The solutions at home
Changing your behavior at home usually requires some combination of just prioritizing being mindful in the moment, complete avoidance, and/or dealing with deeper issues.
Instead of listening to a podcast in one ear, and your loved one in the other, pick one. You might ask them to wait a few minutes. It’s not selfish to take a moment for yourself so you can recharge and be wholly present for others later. Just be mindful of which moments matter. If a child is incredibly excited or your partner is very troubled, you need to hit pause on Spotify.
Complete avoidance of blending your work and home life is sometimes another option. Because I work from home, practicing avoidance is particularly challenging for me. I’ll suddenly have an idea — something I really want to write, a change for my webpage, or a new ad, but often the timing is all wrong because the idea strikes during family time.
When I don’t have the time or mental space to actually put the idea into action, everyone loses. The kids get ignored, the food gets burned or cold, and I get more and more frustrated with each interruption.
The answer here is simple. Recognize whatever it is, it isn’t nearly as important or urgent as it feels. The idea might be brilliant, but do I really need to do it right now? No. Instead, I need to write it down and save it for later.
Lastly, and most especially if you’re always trying to escape with social media- you may need to evaluate if something deeper is wrong. There’s some argument as to whether it’s a cause or just a symptom; but continually looking for distraction or connection online IS indicative of a problem. (I’m including multiple links found here for explanation because this is so important.)

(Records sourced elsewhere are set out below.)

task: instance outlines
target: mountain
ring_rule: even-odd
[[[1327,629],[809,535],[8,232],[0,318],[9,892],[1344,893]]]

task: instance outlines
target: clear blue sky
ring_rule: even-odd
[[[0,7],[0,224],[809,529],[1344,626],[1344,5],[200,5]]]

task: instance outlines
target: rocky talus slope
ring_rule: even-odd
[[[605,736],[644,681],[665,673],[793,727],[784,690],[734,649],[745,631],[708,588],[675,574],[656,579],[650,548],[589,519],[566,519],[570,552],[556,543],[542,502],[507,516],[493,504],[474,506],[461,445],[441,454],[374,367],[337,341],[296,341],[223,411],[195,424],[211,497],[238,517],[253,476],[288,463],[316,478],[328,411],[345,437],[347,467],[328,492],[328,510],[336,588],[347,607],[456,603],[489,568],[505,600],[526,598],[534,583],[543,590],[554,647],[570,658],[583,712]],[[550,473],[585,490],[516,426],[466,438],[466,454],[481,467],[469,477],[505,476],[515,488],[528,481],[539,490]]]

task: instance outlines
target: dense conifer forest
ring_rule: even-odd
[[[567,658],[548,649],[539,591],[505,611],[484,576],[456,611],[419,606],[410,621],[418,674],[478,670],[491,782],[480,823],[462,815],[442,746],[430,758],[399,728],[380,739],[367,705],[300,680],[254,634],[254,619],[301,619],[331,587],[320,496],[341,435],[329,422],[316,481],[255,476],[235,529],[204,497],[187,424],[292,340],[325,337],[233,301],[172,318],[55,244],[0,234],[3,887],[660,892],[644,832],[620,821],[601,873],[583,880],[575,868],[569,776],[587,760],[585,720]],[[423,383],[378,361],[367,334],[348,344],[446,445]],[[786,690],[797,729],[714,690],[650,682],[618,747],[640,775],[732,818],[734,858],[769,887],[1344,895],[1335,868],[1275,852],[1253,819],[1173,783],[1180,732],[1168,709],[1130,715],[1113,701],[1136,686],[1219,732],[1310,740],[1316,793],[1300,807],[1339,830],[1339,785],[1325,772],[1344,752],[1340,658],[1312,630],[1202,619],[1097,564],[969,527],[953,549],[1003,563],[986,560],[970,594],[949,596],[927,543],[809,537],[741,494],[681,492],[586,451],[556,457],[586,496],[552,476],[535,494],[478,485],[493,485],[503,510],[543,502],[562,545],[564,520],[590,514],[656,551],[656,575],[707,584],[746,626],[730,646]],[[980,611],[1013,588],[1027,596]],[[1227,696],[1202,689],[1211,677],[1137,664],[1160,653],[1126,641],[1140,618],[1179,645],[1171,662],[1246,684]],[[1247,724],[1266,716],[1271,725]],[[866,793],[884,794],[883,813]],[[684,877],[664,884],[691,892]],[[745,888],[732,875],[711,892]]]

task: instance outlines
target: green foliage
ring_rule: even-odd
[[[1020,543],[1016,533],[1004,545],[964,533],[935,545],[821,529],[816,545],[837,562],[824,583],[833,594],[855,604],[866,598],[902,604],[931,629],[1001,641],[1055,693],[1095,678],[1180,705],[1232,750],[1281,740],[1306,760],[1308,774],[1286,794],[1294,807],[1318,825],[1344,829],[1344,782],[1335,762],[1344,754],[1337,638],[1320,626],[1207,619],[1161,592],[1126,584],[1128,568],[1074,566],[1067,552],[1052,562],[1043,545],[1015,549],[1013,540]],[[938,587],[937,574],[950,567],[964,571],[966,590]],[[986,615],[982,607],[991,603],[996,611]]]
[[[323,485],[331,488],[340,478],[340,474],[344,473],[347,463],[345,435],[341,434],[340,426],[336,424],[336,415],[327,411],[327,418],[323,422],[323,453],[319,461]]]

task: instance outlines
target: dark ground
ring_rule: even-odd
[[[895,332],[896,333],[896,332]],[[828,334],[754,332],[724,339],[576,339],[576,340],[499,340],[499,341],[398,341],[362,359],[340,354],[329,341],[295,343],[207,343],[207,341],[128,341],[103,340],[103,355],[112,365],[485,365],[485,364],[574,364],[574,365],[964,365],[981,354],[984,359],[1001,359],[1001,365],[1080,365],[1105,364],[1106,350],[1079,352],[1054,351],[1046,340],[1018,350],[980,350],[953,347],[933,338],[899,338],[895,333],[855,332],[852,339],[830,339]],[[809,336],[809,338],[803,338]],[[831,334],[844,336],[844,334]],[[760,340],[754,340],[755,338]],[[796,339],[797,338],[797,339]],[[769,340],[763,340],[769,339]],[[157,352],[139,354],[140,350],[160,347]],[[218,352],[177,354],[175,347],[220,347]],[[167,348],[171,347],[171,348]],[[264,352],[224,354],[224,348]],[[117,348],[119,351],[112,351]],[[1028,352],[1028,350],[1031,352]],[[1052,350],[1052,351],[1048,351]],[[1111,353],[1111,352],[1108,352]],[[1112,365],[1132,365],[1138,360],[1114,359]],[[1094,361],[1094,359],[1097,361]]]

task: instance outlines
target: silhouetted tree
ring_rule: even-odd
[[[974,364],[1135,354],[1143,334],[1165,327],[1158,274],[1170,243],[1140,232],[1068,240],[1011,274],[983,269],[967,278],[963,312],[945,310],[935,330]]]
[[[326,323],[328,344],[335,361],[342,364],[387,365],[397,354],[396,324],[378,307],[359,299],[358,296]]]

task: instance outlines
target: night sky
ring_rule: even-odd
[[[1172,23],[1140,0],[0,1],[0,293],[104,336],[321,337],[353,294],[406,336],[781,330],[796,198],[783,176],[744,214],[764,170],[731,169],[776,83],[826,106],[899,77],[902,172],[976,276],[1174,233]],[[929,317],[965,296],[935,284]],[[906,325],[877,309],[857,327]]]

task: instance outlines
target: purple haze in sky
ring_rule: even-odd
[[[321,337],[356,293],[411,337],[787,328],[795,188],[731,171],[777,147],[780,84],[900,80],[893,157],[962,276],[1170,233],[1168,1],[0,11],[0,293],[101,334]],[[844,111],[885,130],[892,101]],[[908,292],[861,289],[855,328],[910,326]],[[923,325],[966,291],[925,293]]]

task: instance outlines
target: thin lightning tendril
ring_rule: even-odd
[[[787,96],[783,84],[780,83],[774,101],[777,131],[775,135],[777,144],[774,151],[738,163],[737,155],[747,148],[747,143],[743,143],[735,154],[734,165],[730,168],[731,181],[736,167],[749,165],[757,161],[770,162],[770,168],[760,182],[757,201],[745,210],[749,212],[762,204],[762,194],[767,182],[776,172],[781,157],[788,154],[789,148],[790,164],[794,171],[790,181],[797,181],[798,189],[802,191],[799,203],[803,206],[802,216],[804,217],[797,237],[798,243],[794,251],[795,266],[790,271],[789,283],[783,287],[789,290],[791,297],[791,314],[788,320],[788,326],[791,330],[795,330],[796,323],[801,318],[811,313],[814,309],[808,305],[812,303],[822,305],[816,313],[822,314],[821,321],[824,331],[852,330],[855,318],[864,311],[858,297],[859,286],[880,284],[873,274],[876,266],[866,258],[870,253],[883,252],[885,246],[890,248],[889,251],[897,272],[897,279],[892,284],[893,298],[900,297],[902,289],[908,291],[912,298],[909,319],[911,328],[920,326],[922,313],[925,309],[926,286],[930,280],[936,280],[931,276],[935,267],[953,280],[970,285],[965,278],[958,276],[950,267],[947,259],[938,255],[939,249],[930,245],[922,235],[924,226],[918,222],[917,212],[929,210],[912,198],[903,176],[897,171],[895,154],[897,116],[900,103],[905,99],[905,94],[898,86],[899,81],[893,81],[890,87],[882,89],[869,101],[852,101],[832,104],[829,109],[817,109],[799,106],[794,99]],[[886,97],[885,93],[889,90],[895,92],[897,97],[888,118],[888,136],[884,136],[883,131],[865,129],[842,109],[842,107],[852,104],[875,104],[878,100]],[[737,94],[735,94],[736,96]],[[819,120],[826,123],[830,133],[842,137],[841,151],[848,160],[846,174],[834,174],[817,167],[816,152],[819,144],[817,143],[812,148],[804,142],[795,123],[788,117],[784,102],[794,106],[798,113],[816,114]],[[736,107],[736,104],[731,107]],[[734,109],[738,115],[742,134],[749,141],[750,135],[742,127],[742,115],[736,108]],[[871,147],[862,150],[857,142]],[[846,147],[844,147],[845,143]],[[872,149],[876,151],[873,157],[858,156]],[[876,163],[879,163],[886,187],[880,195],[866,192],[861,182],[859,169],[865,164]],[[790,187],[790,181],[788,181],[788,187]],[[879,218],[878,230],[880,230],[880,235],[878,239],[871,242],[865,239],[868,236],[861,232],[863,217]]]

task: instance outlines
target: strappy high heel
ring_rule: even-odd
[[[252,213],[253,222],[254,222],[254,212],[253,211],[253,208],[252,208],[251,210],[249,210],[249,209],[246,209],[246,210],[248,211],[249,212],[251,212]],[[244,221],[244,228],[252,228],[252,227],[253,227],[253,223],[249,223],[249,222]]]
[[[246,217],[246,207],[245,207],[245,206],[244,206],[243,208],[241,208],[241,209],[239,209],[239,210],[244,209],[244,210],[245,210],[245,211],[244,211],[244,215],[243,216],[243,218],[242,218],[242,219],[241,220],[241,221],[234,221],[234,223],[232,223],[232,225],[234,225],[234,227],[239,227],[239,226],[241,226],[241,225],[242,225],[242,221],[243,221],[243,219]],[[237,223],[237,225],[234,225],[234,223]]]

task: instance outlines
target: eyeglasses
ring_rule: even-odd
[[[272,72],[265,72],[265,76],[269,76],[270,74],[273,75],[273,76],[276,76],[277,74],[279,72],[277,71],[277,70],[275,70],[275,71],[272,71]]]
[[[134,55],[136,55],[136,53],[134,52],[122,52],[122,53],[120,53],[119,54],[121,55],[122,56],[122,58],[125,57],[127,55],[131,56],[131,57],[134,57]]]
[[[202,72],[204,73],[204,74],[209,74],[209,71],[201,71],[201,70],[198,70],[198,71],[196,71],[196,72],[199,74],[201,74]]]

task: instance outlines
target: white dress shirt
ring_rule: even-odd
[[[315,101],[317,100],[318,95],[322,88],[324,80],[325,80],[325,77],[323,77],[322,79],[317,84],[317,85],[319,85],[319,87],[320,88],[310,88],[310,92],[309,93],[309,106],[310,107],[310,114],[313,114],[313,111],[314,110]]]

You might just be generally feeling unfulfilled and disconnected from your loved ones — but it could also be clinical depression.
If you never want to pay attention to your family, I’d recommend at least a couple sessions with a therapist. If it’s just a habit and not a deeper issue, great! If it is something more significant, then you get the help you need before more and worse symptoms appear. It could save you and the ones you love a lot of trouble and pain.
In Summary
Because it’s so normal, recognizing when you’re multitasking or distracted and making lasting changes takes time and effort. The more you practice, the less and less you’ll split your attention. The less you split your attention, the more productive and satisfied you’ll be- with work and with your relationships. As with all addictions, you must first recognize the problem before you can change your life for the better.